Esther, comme prévu, avait des examens à cette période, et ne pourrait pas m'accompagner. Comme elle n'aurait, non plus, pas tellement le temps de me voir, j'acceptai sans hésiter - après tout j'étais à la retraite maintenant, je pouvais faire un peu de tourisme, dès excursions sociologiques, essayer de vivre des moments pittoresques ou drôles. Je n'avais jamais mis en scène de secte dans mes sketches alors qu'il s'agissait d'un phénomène authentiquement moderne, qu'elles proliféraient malgré toutes les campagnes rationalistes et les mises en garde, que rien ne semblait pouvoir les arrêter. Je jouai quelque temps, assez vainement, avec l'idée d'un sketch élohimite, puis je pris mon billet d'avion. Le vol faisait escale à la Grande Canarie, et pendant que nous tournions en attendant un couloir d'atterrissage j'observai avec curiosité les dunes de Maspalomas. Les gigantesques formations sableuses plongeaient dans l'océan d'un bleu éclatant ; nous volions à basse altitude et je pouvais distinguer les figures qui se formaient sur le sable, engendrées par le mouvement du vent, évoquant parfois des lettres, parfois des formes d'animaux ou des visages humains ; on ne pouvait s'empêcher d'y voir des signes, de leur donner une interprétation divinatoire, et je commençai à me sentir oppressé, malgré ou à cause de l'uniformité de l'azur. L'avion se vida presque entièrement à l'aéroport de Las Palmas ; puis quelques passagers montèrent, qui faisaient la navette entre les îles. La plupart semblaient des voyageurs au long cours, du style backpackers australiens armés d'un guide
Let's go Europe
et d'un plan de localisation des McDonald's. Ils se comportaient tranquillement, regardaient eux aussi le paysage, échangeaient à mi-voix des remarques intelligentes ou poétiques. Peu avant l'atterrissage nous survolâmes une zone volcanique aux roches torturées, d'un rouge sombre.

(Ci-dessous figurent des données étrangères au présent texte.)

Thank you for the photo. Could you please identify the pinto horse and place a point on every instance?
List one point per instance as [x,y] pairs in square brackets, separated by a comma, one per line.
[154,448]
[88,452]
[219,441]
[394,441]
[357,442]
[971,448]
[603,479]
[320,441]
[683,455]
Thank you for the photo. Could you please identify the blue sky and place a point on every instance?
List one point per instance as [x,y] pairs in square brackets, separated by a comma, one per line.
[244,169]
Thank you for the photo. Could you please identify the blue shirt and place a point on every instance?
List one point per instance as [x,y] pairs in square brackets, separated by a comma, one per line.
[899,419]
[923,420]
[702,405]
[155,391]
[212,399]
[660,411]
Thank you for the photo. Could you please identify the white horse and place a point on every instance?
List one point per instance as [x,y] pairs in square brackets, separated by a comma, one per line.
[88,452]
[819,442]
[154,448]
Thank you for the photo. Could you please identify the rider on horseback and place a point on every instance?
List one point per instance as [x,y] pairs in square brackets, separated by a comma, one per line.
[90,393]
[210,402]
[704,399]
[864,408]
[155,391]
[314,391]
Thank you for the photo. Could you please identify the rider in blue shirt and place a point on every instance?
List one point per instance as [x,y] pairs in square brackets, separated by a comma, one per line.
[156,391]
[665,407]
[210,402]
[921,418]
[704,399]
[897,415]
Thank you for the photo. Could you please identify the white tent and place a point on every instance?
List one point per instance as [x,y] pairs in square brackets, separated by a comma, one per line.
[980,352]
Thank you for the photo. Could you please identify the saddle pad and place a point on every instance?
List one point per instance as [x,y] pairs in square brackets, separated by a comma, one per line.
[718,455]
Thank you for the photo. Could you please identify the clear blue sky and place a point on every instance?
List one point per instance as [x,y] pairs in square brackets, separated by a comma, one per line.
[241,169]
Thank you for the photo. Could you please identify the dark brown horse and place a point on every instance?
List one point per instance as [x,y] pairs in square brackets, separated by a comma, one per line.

" Patrick m'attendait dans le hall d'accueil de l'aéroport d'Arrecife, vêtu d'un pantalon et d'une tunique blanche brodée de l'étoile multicolore de la secte, un large sourire aux lèvres - j'avais l'impression qu'il avait commencé à
sourire cinq minutes avant mon arrivée, et de fait il continua, sans raison apparente, pendant que nous traversions le parking. Il me désigna un minibus Toyota blanc, lui aussi orné de l'étoile multicolore. Je m'installai sur le siège avant : le visage de Patrick était toujours illuminé par un sourire sans objet ; en attendant dans la file pour introduire son ticket de sortie il commença à tambouriner de quelques doigts sur le volant en agitant la tête, comme habité par une mélodie intérieure.